The music seemed too loud, and the chandelier too bright when we reentered the ballroom. Now that I’d begun to dwell on it, the party seemed little more than a façade. I didn’t know what it was the Esar was so keen on keeping under wraps, but I did know that he was underestimating the vast majority of my peers if he thought they wouldn’t notice.

The problem was that I’d always been a little too interested in things that weren’t any of my concern. And, punishment or no, that was a habit I found hard to overcome.

THOM

I’d taken leave of my senses. That was the only possible explanation. The Dragon Corps had damaged my mind so thoroughly that I hadn’t even noticed they’d done it until Rook had cornered me at th’Esar’s ball.

And I’d let him.

I’d more than let him. I’d encouraged it. I’d descended to his level.

I would no longer remember this night as the night I wore the finest clothes I’d ever owned, or the night I’d been invited to a ball—a real ball—at the palace, but rather as the night I’d thrown away all my careful restraint and let Rook get under my skin exactly the way I’d promised myself he wouldn’t.

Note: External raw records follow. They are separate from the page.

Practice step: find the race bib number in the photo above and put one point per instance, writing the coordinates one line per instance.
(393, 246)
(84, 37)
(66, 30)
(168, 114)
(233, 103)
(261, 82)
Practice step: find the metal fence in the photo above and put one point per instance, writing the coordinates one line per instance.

I was meant to be better than this; I knew better, I’d been taught better. I could either think myself better educated than Rook and follow up that assumption with my actions, or I could resort to brawling with him at every turn like a common Mollyrat. Which, as he’d so astutely discovered, I was.

I held no illusions as to the truth of what Rook had told me about the piercing obviousness of my roots and where I’d come from. Much as I hated him, I couldn’t deny the simple fact that he was cleverer than most and could probably be quite sharp about keeping a secret when he thought it would benefit him. I couldn’t say the same for many of the other airmen, and I knew that if my birthright really was common knowledge, I’d have heard it in more than a few taunts already. It was simply too good to pass up—a jumped-up urchin from Molly trying to teach anyone about anything. The worst of it was that there were no notes I could refer to for this, no piece of wisdom from Marius that would help me to clear my head so that I might get back on track.

The problem was simply that I didn’t even know what track I was trying to find my way back to.

After Rook had left, I’d had to take a long moment to collect myself, breathing in the cold night air and waiting for the chill to pull me back to reality. I waited there until I could stand without the help of the rail, until the throbbing in my back had receded to something manageable, no longer a constant, heated reminder of how foolish I’d been. I’d thought I might run into Hal in the bathrooms when I ended up there again, but they’d been empty when I returned, which was probably for the best as I’d have only owed him an apology and I wasn’t feeling much for words.